令和5年度入学式式辞

 令和5年度式辞

 雪解けの水をたたえた北上川に、暖かな南風が吹く季節となりました。ここ石巻西高等学校でも緑が芽吹き、桜も満開となりました。本日はPTA会長の遠藤利文様をはじめ多くのご来賓の皆様にご臨席賜り、入学式を挙行できることを職員一同、深く感謝申し上げます。

 新入生の皆さん、ご入学、誠におめでとうございます。高校生になった気持ちはどうですか。新しい制服に袖を通し、自分が一回り大きくなったような新鮮で嬉しい気持ちなのではないでしょうか。義務教育が終わりいよいよ高校生になりました。さて、君達に質問です。義務教育の義務というのは誰に義務があるのか知っていますか。少し考えてみてください。

 実は、生徒には教育を受ける権利があるのであって、教育を受けさせる義務は親にあるのです。その義務教育を終えた保護者の皆さんにお話ししたいことがあります。子供達は15才となりました。振り返ると、12年前に東日本大震災が発生しました。保護者の皆さんは、当時 3歳の子供を12年間、育てて参りました。いろいろな事があったと思います。そして今日、高校生となりました。本当におめでとうございます。

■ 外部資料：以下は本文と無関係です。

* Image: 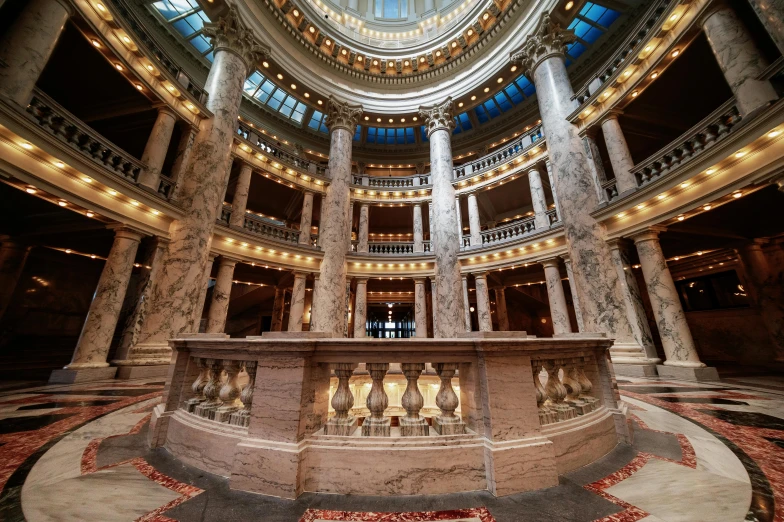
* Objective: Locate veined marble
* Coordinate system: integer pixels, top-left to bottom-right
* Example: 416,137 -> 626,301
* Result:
702,1 -> 778,116
512,15 -> 633,348
311,98 -> 362,337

 昔から子は宝と申しますが、ここにいる子供達は、間違いなく皆様の宝物だと思います。その宝物を石巻西高校で責任を持って育てたいと思います。3年後には一回りも二回りも大きくなって、この地域の宝、石巻の宝として自立させたいのが、校長としての私の思いです。

 さて、新入生の皆さん、自分が宝と言われても、と戸惑うかもしれませんが、石巻の人たちは石巻で生まれ育った子供達に、特別な思いを持っています。震災後、被災地では予想以上に少子高齢化が進んでいます。街中でも郊外でも若者を見かけることが、少なくなっています。この地で育った若者は大人から期待されていることを知っていて下さい。

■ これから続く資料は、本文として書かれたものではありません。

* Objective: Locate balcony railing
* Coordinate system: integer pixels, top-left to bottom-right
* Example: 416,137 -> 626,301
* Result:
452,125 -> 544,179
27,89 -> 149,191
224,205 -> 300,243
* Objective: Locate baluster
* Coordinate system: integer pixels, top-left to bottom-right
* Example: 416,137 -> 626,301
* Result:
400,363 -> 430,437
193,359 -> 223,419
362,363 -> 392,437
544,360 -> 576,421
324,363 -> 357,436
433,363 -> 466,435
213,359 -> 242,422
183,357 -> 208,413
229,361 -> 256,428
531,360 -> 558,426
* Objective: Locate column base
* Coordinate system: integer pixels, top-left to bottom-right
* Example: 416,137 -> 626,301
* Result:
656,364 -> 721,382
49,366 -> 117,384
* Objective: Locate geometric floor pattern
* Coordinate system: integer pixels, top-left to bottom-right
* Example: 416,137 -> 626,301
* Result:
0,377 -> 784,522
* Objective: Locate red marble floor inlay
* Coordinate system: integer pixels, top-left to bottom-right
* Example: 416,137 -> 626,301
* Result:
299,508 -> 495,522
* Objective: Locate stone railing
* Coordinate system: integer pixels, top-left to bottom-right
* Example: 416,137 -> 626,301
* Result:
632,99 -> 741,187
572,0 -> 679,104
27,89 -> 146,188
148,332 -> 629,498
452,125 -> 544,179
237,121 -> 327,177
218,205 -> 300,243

 さて、新入生の皆さん、石巻西高で行われている、街ライブラリー、街ミッション、街クエスト、について聞いたことがありますか。

 本校の1年生は、5、6人のグループになって石巻の街に出ていろいろな人の話を聞きに行きます。地域の大人が働いている仕事を見せてもらったり、老人からお話を聴いたり、大学に訪問したりします。

 そして、高校生として課題を見つけ、より良くなることを考え、自ら実践しようとする探究活動を行っています。英語、数学、国語の勉強とは違う、とてもやりがいのある学習です。楽しみにしていてください。

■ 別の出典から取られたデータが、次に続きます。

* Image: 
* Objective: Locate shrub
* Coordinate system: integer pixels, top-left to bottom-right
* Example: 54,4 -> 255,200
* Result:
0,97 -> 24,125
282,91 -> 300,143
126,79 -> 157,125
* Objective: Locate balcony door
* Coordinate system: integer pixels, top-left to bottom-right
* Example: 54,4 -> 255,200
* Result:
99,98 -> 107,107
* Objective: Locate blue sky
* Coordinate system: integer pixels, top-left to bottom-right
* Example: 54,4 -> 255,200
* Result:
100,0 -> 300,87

 君達は、義務教育までは親から、面倒を見てもらう、大人から助けてもらう立場でした。高校生になると、だんだん、大人を助けてあげる立場になってきます。やがて、社会を支える一員となっていきます。それを自立と言います。高校生は人生の中で最も成長する時期です。今、心身を鍛えておくことが、自分にとって、地域にとって、プラスになることは間違いありません。勉強と部活動に一生懸命取り組んでください。

 そしてもう一つお願いがあります。今ここには様々な中学校の出身者が集まっています。まだ、互いによく知らない同士だと思います。これから160人全員がゆるくつながって欲しいと思っています。卒業してからも、一生つながる石巻西高校の同級生です。大人になって同じ高校の誰かが活躍していることがわかると、自分も嬉しくなるものです。早速、今日からお互いに話しかけてください。もし、誰からも話しかけられていない人を見掛ければ、勇気をもって話しかけてあげてください。私はそのような勇気がある人が好きです。

 では、友人をつくるために何をすればいいか知っていますか。自分のことを教えるのです。名前、出身中、部活、好きなこと....なんでもいいのです。人は教えてもらったら、自分も教えなくては思うのです。

 「自己開示の返報性」といいます。石巻西高で、ゆるくみんなとつながり、その中で一生の友を見つけて下さい。

 高校生活で一番大切なのは、人から学ぶことです。先生から学ぶことは大切ですが、先輩や友人から学ぶことも大切です。「学び」というのは勉強だけではありません。考え方であったり、振る舞いであったり、あるいは趣味やファッションも他の人から学ぶものです。人は話をすることで、同じものに興味を持ったり、同じことをしてみたくなったりします。みんなと同じだと安心するのです。

これを「ハーディング現象」、日本語で言えば同調行動といいます。実は大人になっても同じです。一生、人から学び続けるのが人生です。新入生の皆さん、これからできるだけ多くの人と関わり、多くを学びながら、生きていって欲しいと思います。